Go Back  PPRuNe Forums > Ground & Other Ops Forums > ATC Issues
Reload this Page >

All London airspace closed

Wikiposts
Search
ATC Issues A place where pilots may enter the 'lions den' that is Air Traffic Control in complete safety and find out the answers to all those obscure topics which you always wanted to know the answer to but were afraid to ask.

All London airspace closed

Thread Tools
 
Search this Thread
 
Old 18th Dec 2014, 16:16
  #121 (permalink)  
 
Join Date: Apr 2014
Location: London
Posts: 148
Likes: 0
Received 0 Likes on 0 Posts
stanprice says: "As the Software Engineer responsible for acceptance of the 9020 software by NATS in 1974..."

Who says there isn't a God? This is what I asked for in #56, page 3.

It might be a good idea, Stanprice, if you were to approach the Transport Select Committee (#117. page 6) with a view to sending in evidence, or possibly attending a session.

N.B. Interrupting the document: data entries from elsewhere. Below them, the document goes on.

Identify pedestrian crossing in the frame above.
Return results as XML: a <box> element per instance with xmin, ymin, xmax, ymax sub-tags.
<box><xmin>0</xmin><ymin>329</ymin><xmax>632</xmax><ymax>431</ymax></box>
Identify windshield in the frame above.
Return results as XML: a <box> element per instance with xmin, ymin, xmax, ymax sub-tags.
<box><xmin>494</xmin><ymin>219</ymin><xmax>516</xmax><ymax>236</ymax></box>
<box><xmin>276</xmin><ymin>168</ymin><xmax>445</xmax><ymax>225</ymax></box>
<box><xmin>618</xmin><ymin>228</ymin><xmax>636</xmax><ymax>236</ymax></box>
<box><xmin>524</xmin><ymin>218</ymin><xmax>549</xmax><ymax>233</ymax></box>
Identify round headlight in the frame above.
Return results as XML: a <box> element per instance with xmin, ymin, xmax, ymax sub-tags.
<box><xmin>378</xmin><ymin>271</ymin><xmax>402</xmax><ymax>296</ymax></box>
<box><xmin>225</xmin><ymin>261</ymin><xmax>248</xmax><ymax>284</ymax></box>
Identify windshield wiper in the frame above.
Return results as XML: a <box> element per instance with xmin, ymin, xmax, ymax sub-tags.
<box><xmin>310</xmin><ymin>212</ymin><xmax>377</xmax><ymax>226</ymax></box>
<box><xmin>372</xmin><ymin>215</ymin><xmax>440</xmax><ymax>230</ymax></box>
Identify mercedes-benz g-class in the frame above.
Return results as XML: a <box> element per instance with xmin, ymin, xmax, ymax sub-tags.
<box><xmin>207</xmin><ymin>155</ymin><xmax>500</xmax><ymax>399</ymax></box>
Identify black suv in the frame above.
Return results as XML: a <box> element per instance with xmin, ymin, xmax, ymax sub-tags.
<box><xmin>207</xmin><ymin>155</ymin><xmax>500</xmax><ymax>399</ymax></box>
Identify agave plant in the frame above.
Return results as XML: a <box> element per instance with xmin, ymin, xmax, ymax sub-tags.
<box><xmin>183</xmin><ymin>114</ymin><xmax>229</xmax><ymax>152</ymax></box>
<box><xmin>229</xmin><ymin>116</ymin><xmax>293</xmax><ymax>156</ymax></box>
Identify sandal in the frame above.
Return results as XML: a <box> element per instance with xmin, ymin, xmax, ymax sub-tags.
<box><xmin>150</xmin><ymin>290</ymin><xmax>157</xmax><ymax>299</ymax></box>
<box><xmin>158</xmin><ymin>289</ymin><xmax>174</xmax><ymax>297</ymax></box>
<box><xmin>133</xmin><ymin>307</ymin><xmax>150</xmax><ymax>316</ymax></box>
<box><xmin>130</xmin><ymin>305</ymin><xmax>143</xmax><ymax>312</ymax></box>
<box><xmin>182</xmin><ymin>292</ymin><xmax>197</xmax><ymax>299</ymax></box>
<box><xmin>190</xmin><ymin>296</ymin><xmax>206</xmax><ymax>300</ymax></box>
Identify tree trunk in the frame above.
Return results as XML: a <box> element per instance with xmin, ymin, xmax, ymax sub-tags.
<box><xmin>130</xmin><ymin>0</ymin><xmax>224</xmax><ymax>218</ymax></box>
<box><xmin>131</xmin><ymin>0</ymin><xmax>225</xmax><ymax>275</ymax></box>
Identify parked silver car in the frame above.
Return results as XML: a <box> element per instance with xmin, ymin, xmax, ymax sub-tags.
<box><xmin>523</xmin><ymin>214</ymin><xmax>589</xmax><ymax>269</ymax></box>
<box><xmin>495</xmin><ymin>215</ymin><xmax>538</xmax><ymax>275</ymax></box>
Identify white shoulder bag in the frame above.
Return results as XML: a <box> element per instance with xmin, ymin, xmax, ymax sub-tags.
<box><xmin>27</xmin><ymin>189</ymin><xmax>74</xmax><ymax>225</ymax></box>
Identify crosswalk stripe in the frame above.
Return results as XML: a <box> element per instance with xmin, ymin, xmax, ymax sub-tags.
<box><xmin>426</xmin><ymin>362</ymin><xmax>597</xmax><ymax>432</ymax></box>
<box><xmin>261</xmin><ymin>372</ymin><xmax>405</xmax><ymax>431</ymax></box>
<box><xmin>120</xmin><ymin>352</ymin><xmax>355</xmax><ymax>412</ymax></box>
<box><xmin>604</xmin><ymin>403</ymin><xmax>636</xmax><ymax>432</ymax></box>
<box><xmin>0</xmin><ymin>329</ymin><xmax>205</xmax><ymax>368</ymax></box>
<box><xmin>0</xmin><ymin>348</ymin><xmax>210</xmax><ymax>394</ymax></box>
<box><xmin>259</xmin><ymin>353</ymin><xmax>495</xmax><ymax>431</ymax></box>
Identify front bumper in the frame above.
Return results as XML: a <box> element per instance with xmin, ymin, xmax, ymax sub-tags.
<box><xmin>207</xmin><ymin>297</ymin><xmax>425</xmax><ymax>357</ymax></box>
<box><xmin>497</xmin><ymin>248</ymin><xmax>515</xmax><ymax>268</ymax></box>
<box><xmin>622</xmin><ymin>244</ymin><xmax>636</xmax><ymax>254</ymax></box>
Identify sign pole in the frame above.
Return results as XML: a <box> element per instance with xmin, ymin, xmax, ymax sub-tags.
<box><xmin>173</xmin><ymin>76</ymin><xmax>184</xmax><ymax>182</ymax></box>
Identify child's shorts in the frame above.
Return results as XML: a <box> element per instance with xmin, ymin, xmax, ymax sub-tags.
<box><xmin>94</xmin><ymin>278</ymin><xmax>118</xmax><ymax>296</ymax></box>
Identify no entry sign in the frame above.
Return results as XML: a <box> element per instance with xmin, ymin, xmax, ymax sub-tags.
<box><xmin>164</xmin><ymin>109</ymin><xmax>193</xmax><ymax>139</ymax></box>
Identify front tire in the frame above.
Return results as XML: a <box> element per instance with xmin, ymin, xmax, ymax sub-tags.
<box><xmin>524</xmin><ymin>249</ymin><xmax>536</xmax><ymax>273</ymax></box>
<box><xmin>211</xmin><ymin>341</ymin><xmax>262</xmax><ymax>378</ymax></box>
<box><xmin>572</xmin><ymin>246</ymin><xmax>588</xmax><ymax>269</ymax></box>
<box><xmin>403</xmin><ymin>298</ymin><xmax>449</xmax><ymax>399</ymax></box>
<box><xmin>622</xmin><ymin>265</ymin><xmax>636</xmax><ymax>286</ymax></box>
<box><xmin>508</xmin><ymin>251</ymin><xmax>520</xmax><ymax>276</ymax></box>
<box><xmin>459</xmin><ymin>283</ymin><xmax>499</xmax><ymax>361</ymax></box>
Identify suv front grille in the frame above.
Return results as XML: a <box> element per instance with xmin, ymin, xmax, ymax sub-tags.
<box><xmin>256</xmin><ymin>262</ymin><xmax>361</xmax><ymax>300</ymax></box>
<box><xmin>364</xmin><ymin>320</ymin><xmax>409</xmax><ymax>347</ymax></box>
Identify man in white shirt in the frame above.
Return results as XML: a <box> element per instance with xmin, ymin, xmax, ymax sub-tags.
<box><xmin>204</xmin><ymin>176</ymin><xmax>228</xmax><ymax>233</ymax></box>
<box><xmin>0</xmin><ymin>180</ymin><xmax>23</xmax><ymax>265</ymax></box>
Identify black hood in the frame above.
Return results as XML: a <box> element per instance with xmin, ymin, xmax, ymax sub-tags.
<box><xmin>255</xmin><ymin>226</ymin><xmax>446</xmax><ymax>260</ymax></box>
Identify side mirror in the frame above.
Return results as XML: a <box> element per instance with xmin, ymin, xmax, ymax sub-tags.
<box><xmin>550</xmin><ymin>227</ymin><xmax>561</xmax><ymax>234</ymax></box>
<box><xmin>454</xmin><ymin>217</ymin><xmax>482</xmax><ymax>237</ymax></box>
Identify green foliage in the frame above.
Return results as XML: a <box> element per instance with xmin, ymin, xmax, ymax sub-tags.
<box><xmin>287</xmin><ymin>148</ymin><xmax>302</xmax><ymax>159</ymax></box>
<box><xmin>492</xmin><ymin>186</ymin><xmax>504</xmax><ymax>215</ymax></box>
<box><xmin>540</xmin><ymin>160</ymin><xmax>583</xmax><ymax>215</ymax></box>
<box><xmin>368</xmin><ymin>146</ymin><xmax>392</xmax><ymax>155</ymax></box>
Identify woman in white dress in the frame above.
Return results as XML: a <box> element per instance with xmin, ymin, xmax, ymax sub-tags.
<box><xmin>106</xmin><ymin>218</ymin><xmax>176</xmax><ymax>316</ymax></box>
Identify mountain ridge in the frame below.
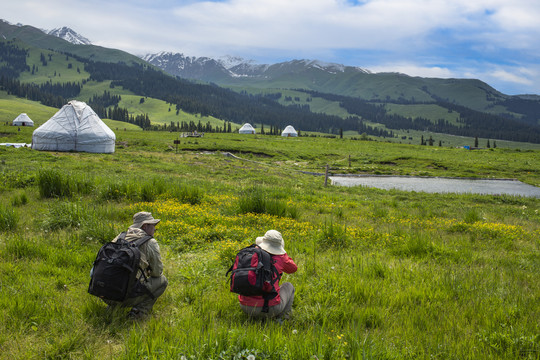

What other little surprises could this software have in store?
Downwind Lander is offline  
Old 18th Dec 2014, 16:40
  #122 (permalink)  
 
Join Date: Oct 2002
Location: London UK
Posts: 7,659
Likes: 0
Received 19 Likes on 16 Posts
We're still going down the wrong route.

This failure, a unique one, lasted less than an hour before it was overcome. Someone must have understood it and overcome it in that time. A 60 minute hangup is standard stuff in commercial aviation (on BA at a Heathrow gate you might still be waiting for engineering to make their way across after this time). What was the real issue was the lack of resilience in infrastructure and operations, and poor information dissemination, which let the whole thing just drag on and on. As I have pointed out previously, BA was still doing gross cancellations, 14 short haul departures from Heathrow alone, the following day, after this fleet had stood all night. This just shows an operation planned with insufficient flexibility to any disruption from any source.
WHBM is offline  
Old 18th Dec 2014, 17:02
  #123 (permalink)  
 
Join Date: Jan 2008
Location: Reading, UK
Posts: 15,822
Received 206 Likes on 94 Posts
Originally Posted by Downwind Lander
It might be a good idea, Stanprice, if you were to approach the Transport Select Committee (#117. page 6) with a view to sending in evidence, or possibly attending a session.
In the Transport Committee hearings on Monday it was stated that the independent [sic] joint CAA/NATS inquiry would take evidence from any interested parties.

Originally Posted by WHBM
What was the real issue was the lack of resilience in infrastructure and operations, and poor information dissemination, which let the whole thing just drag on and on. As I have pointed out previously, BA was still doing gross cancellations, 14 short haul departures from Heathrow alone, the following day, after this fleet had stood all night. This just shows an operation planned with insufficient flexibility to any disruption from any source.
That's a little hard on BA, though maybe you didn't intend it to sound like that.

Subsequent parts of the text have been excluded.